KEYTRUDA®(Pembrolizumab) Injection Introduction
KEYTRUDA is an anti-PD-1 therapeutic agent that functions by enhancing the human immune system’s ability to detect and combat tumor cells. KEYTRUDA is a humanized monoclonal antibody that blocks the interaction between PD-1 and its ligands, PD-L1 and PD-L2, thereby activating T lymphocytes that may affect both tumor cells and healthy cells.

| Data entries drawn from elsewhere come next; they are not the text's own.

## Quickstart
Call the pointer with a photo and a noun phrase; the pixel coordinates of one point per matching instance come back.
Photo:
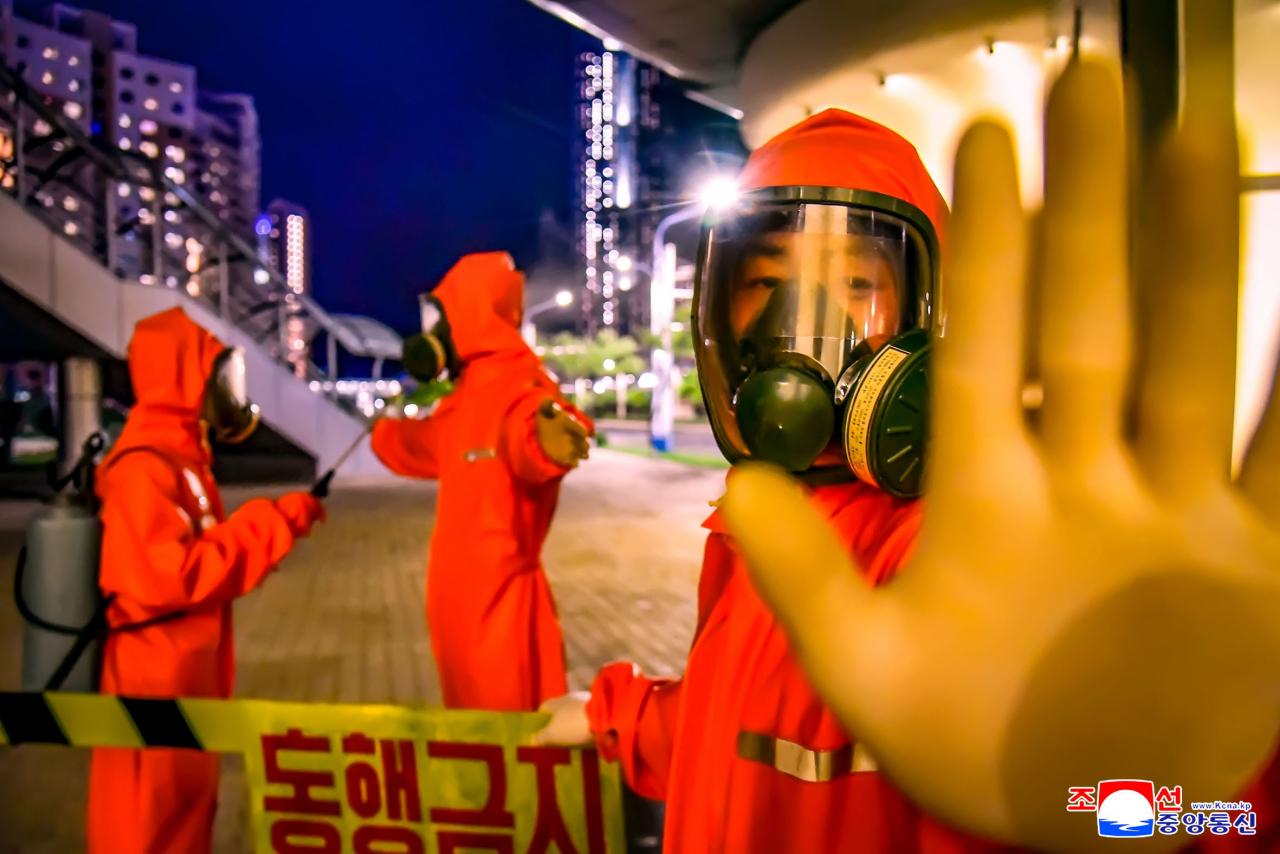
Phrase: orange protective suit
(686, 741)
(165, 548)
(681, 740)
(494, 630)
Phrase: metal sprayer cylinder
(60, 587)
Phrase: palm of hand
(1091, 598)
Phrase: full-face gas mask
(813, 309)
(232, 418)
(432, 352)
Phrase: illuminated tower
(289, 252)
(607, 183)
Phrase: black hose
(24, 610)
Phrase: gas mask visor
(231, 415)
(798, 291)
(429, 354)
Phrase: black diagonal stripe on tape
(160, 724)
(27, 717)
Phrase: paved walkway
(342, 620)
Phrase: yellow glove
(568, 724)
(560, 435)
(1093, 599)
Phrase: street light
(718, 192)
(528, 330)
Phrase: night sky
(412, 131)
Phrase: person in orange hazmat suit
(498, 444)
(170, 555)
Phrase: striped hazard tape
(100, 721)
(330, 777)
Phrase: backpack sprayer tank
(55, 585)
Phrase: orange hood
(839, 149)
(483, 297)
(170, 361)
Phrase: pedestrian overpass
(64, 296)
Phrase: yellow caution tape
(365, 779)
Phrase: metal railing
(140, 223)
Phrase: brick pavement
(342, 620)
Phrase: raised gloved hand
(568, 725)
(561, 437)
(301, 511)
(1093, 598)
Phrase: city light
(718, 192)
(900, 85)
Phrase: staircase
(63, 265)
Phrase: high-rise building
(229, 160)
(204, 142)
(56, 67)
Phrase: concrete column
(82, 406)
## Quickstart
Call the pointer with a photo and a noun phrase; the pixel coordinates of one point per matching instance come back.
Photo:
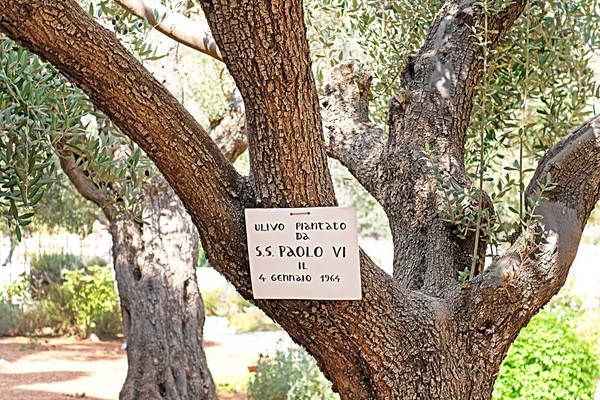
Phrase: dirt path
(65, 368)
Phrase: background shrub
(47, 270)
(292, 374)
(240, 313)
(22, 319)
(64, 293)
(550, 360)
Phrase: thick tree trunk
(163, 312)
(418, 334)
(155, 265)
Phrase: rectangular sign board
(304, 253)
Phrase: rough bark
(163, 312)
(174, 25)
(417, 335)
(155, 265)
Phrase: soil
(64, 368)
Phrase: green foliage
(76, 297)
(550, 360)
(40, 114)
(36, 104)
(241, 314)
(46, 270)
(22, 319)
(93, 298)
(62, 208)
(292, 374)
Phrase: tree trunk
(155, 265)
(419, 334)
(163, 312)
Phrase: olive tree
(418, 334)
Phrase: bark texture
(155, 265)
(418, 334)
(163, 312)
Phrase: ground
(67, 368)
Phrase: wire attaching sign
(304, 253)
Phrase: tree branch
(350, 135)
(519, 283)
(271, 68)
(433, 108)
(81, 182)
(92, 57)
(174, 25)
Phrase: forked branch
(176, 26)
(534, 269)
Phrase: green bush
(94, 298)
(241, 314)
(549, 360)
(20, 320)
(86, 301)
(292, 374)
(47, 270)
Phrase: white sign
(304, 253)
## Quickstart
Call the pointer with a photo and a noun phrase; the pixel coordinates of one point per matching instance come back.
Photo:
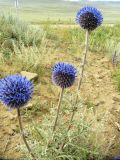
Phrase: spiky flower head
(15, 91)
(89, 18)
(63, 74)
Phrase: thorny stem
(58, 109)
(22, 134)
(79, 82)
(80, 78)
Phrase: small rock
(29, 75)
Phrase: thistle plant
(15, 92)
(89, 18)
(63, 75)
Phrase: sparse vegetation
(26, 48)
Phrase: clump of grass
(80, 141)
(116, 77)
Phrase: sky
(94, 0)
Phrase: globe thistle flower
(89, 18)
(63, 74)
(15, 91)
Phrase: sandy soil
(99, 87)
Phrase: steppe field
(35, 36)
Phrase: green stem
(22, 134)
(58, 109)
(79, 83)
(84, 60)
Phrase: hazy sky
(93, 0)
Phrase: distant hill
(37, 10)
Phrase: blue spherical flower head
(15, 91)
(63, 74)
(89, 18)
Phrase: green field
(59, 11)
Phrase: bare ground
(99, 87)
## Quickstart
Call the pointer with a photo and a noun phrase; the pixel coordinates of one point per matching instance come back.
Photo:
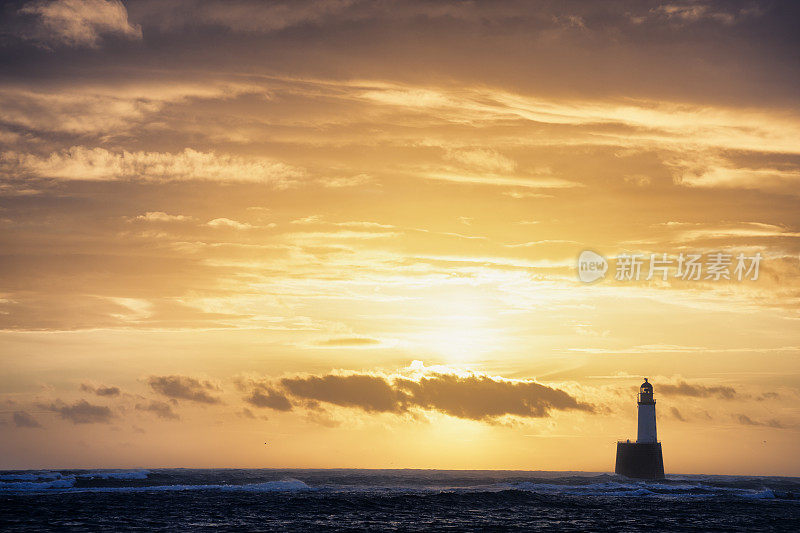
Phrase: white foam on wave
(26, 486)
(118, 474)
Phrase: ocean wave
(122, 475)
(68, 483)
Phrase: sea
(395, 500)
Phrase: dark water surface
(407, 500)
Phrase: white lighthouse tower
(642, 459)
(647, 414)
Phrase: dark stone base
(640, 460)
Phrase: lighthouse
(642, 459)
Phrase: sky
(346, 233)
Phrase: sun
(461, 326)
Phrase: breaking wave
(400, 482)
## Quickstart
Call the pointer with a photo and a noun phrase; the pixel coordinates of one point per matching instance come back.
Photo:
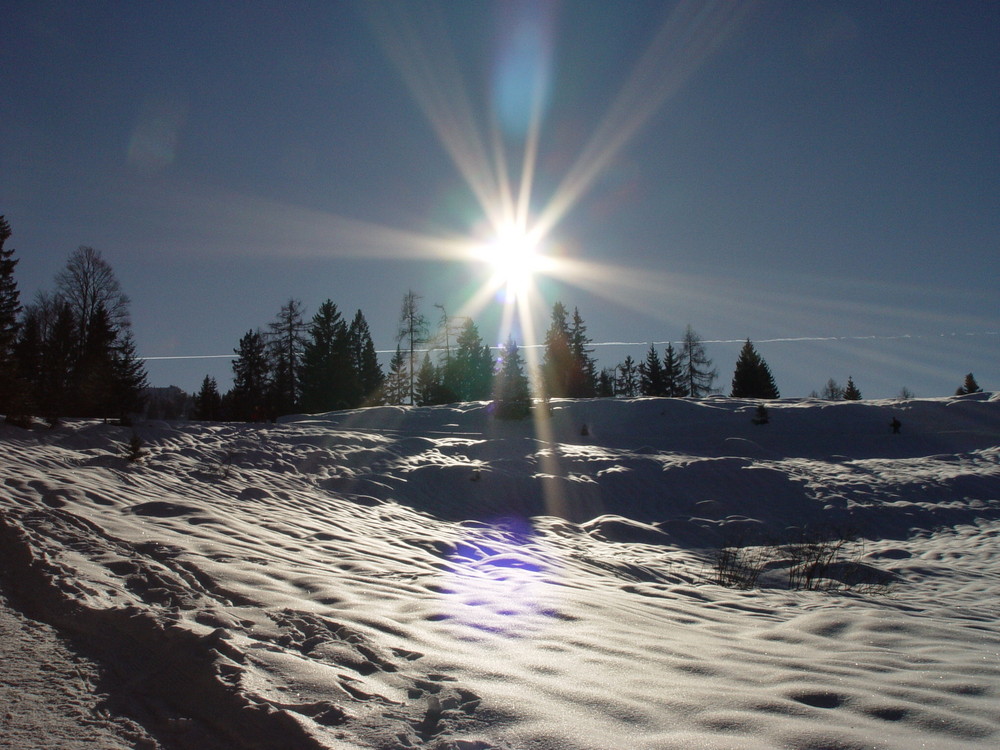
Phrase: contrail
(785, 340)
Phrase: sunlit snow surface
(397, 577)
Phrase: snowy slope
(431, 577)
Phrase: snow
(401, 577)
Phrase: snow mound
(430, 577)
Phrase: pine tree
(427, 387)
(365, 360)
(651, 374)
(208, 402)
(696, 376)
(471, 372)
(606, 383)
(752, 378)
(968, 386)
(10, 306)
(557, 362)
(511, 395)
(329, 379)
(627, 383)
(286, 343)
(673, 380)
(583, 372)
(832, 391)
(249, 397)
(851, 392)
(15, 401)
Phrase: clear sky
(823, 178)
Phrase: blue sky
(823, 178)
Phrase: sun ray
(690, 34)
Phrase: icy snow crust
(431, 577)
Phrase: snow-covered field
(431, 577)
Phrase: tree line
(71, 352)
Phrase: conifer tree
(426, 387)
(627, 382)
(851, 392)
(832, 391)
(557, 362)
(286, 342)
(651, 374)
(968, 386)
(583, 372)
(511, 395)
(606, 383)
(329, 380)
(208, 402)
(470, 374)
(249, 397)
(697, 377)
(10, 306)
(14, 389)
(673, 380)
(752, 378)
(365, 360)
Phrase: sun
(515, 257)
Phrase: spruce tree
(697, 377)
(968, 386)
(627, 382)
(10, 306)
(851, 392)
(673, 380)
(286, 342)
(511, 395)
(606, 383)
(582, 375)
(427, 387)
(752, 378)
(557, 362)
(14, 389)
(365, 360)
(329, 380)
(470, 373)
(249, 398)
(208, 402)
(651, 374)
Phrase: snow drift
(433, 577)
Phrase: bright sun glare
(514, 257)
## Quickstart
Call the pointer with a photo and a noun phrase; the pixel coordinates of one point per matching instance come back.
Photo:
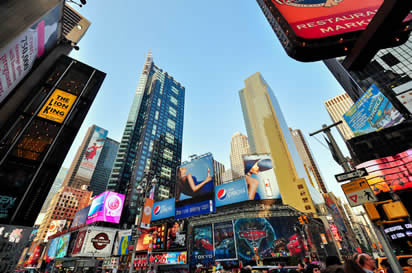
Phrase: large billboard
(230, 193)
(106, 207)
(176, 235)
(273, 237)
(260, 177)
(394, 171)
(163, 209)
(92, 154)
(18, 57)
(195, 187)
(202, 245)
(224, 241)
(371, 112)
(63, 245)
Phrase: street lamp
(143, 188)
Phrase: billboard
(394, 171)
(92, 154)
(176, 235)
(80, 217)
(63, 245)
(106, 207)
(371, 112)
(195, 187)
(121, 245)
(202, 251)
(230, 193)
(163, 209)
(55, 227)
(273, 237)
(57, 106)
(18, 57)
(224, 241)
(260, 177)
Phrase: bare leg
(252, 185)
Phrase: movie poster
(225, 246)
(176, 235)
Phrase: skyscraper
(336, 108)
(239, 146)
(308, 160)
(390, 69)
(152, 139)
(268, 133)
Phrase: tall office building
(268, 133)
(104, 166)
(239, 146)
(86, 161)
(152, 139)
(309, 162)
(390, 70)
(336, 108)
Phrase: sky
(210, 47)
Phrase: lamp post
(143, 188)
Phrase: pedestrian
(333, 265)
(312, 268)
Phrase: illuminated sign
(57, 106)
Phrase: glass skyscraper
(152, 139)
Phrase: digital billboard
(63, 245)
(18, 57)
(260, 177)
(202, 245)
(55, 227)
(121, 245)
(195, 187)
(163, 209)
(371, 112)
(394, 171)
(273, 237)
(80, 217)
(92, 154)
(230, 193)
(106, 207)
(224, 241)
(176, 235)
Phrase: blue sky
(211, 47)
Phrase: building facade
(268, 133)
(337, 107)
(309, 163)
(64, 205)
(152, 139)
(239, 146)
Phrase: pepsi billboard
(163, 209)
(230, 193)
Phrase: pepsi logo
(156, 210)
(221, 194)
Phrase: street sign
(350, 175)
(358, 192)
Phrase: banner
(92, 154)
(18, 57)
(224, 241)
(230, 193)
(202, 245)
(260, 177)
(371, 112)
(106, 207)
(176, 235)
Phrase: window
(171, 124)
(172, 111)
(173, 100)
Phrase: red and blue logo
(221, 194)
(156, 210)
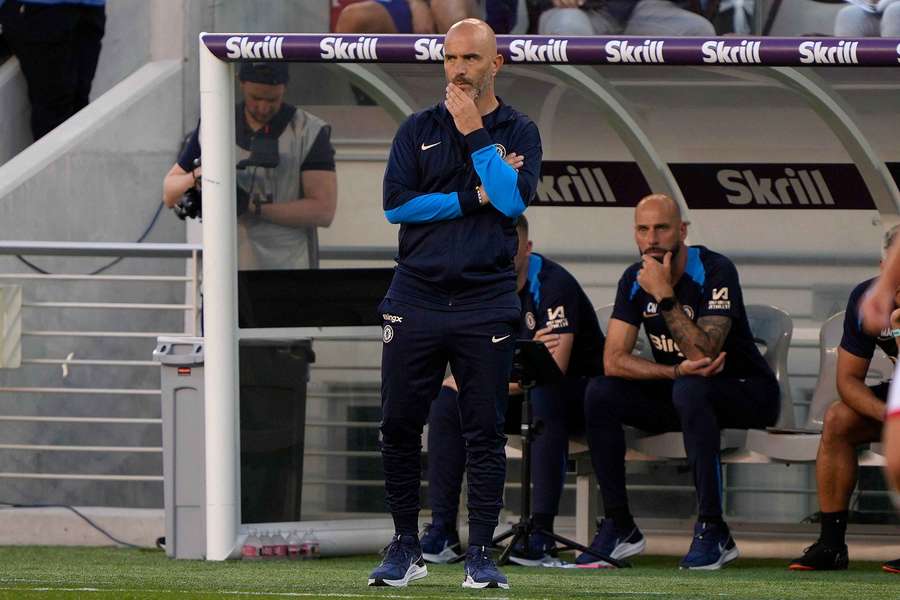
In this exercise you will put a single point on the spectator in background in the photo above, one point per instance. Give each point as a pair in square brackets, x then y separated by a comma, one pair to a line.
[880, 18]
[423, 17]
[614, 17]
[57, 43]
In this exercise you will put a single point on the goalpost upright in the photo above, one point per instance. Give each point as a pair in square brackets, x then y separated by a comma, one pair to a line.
[219, 51]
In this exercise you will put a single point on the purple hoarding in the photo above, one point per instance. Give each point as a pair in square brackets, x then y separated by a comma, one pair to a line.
[769, 51]
[821, 186]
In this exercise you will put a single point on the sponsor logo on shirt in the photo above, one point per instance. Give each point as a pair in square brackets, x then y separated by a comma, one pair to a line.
[335, 48]
[663, 343]
[720, 299]
[556, 317]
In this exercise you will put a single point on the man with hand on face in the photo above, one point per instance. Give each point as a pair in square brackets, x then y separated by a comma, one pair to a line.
[453, 297]
[557, 312]
[707, 374]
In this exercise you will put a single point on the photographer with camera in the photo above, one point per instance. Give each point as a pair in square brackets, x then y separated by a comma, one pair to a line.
[286, 179]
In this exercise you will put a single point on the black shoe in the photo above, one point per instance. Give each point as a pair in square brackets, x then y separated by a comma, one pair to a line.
[820, 557]
[892, 566]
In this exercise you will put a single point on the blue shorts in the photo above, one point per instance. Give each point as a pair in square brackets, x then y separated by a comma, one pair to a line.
[400, 14]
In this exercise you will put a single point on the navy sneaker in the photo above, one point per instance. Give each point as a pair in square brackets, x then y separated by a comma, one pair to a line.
[401, 564]
[439, 545]
[541, 548]
[614, 543]
[712, 548]
[482, 571]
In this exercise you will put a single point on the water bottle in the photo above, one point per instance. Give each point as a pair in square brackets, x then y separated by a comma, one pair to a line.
[309, 547]
[294, 542]
[250, 550]
[280, 546]
[267, 550]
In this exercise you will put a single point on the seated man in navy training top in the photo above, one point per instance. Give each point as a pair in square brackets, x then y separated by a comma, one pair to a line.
[858, 418]
[453, 297]
[556, 311]
[707, 374]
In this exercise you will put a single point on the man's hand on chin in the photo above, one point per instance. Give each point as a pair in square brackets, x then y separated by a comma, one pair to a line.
[463, 110]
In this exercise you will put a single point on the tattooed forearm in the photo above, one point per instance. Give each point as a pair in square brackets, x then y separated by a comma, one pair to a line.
[705, 338]
[716, 329]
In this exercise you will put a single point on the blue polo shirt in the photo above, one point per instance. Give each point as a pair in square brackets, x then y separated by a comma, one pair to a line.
[709, 286]
[855, 340]
[552, 297]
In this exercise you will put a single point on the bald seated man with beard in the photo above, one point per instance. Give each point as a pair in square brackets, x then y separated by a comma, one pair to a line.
[458, 176]
[707, 374]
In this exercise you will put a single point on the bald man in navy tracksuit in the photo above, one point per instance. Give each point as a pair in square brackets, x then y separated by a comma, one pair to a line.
[458, 175]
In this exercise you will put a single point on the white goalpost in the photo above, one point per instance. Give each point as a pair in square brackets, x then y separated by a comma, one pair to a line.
[218, 54]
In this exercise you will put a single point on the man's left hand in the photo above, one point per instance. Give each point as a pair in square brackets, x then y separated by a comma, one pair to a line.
[655, 278]
[550, 339]
[463, 110]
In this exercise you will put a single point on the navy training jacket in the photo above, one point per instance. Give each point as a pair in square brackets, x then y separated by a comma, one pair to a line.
[453, 252]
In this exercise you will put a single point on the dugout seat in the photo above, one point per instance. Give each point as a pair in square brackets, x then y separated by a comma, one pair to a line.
[801, 445]
[772, 329]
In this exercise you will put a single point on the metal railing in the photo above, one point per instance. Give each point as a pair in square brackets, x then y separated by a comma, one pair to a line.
[52, 318]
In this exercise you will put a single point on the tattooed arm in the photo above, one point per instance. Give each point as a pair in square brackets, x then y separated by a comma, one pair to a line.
[703, 339]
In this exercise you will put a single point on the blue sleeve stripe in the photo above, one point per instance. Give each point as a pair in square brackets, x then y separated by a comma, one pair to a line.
[426, 209]
[499, 180]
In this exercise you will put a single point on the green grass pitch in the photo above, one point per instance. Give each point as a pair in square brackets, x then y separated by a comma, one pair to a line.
[106, 573]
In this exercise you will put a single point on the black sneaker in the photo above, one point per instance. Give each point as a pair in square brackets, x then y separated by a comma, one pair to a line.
[892, 566]
[820, 557]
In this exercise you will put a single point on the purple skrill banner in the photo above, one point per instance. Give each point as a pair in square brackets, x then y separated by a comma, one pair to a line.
[770, 51]
[826, 186]
[773, 186]
[590, 183]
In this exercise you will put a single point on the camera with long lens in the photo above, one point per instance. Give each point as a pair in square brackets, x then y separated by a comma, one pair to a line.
[263, 153]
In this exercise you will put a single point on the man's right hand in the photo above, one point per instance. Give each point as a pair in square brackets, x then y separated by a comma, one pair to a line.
[702, 367]
[450, 383]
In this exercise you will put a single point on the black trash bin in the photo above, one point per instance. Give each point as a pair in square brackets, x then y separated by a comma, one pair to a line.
[273, 379]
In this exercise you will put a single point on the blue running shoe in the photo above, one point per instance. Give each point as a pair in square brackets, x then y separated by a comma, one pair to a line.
[482, 571]
[541, 548]
[439, 545]
[401, 564]
[611, 542]
[712, 548]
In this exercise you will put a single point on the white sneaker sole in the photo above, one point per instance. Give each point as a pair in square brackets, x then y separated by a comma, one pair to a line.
[471, 583]
[445, 556]
[414, 572]
[726, 558]
[619, 552]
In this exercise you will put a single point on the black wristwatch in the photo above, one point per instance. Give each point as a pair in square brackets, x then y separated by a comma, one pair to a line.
[667, 303]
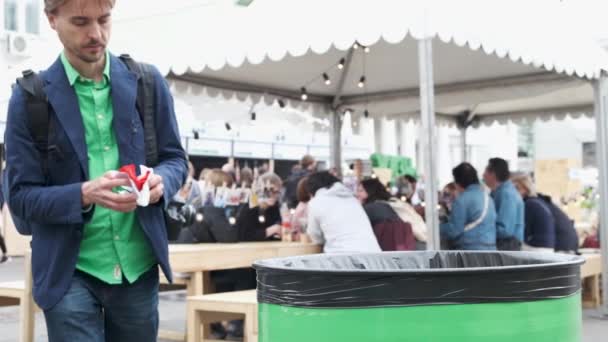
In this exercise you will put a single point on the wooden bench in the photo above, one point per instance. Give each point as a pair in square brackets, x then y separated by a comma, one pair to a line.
[591, 271]
[206, 309]
[20, 293]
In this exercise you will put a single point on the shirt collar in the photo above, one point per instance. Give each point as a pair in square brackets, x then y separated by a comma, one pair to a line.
[73, 74]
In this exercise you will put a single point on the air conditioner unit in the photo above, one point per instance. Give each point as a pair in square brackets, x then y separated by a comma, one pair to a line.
[19, 44]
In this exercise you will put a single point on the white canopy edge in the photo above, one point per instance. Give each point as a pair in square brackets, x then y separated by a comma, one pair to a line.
[276, 29]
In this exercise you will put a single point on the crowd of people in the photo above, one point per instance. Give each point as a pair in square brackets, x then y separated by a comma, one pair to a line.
[502, 211]
[505, 213]
[317, 206]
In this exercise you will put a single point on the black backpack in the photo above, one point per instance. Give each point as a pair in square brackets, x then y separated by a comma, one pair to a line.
[37, 106]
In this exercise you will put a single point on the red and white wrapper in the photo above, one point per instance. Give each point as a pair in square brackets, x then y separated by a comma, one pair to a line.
[140, 185]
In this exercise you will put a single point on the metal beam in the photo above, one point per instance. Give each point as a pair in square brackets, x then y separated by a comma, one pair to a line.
[493, 83]
[429, 136]
[600, 90]
[335, 141]
[256, 89]
[347, 64]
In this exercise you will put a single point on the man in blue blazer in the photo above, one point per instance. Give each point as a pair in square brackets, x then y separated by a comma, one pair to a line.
[95, 253]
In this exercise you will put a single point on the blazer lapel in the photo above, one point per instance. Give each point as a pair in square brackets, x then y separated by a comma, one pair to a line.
[124, 96]
[62, 98]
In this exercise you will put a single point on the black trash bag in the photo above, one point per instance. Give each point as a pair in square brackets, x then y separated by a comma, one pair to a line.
[416, 278]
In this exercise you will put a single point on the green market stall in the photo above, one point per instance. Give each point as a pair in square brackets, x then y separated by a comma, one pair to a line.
[420, 296]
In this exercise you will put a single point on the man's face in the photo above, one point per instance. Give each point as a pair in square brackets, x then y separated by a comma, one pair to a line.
[84, 27]
[489, 178]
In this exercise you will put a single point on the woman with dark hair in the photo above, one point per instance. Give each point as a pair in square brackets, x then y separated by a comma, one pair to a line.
[300, 215]
[336, 219]
[539, 229]
[472, 221]
[392, 232]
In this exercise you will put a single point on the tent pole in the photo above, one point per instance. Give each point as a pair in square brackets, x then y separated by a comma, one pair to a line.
[335, 141]
[600, 90]
[427, 111]
[399, 137]
[377, 135]
[463, 144]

MSD is currently conducting the largest immuno-oncology clinical research program in the industry. There are currently more than 1,200 trials investigating KEYTRUDA across multiple cancer types and treatment settings. The KEYTRUDA clinical program aims to understand the role of KEYTRUDA in cancer and identify factors that may predict the likelihood of patient benefit from KEYTRUDA therapy, including the exploration of several different biomarkers.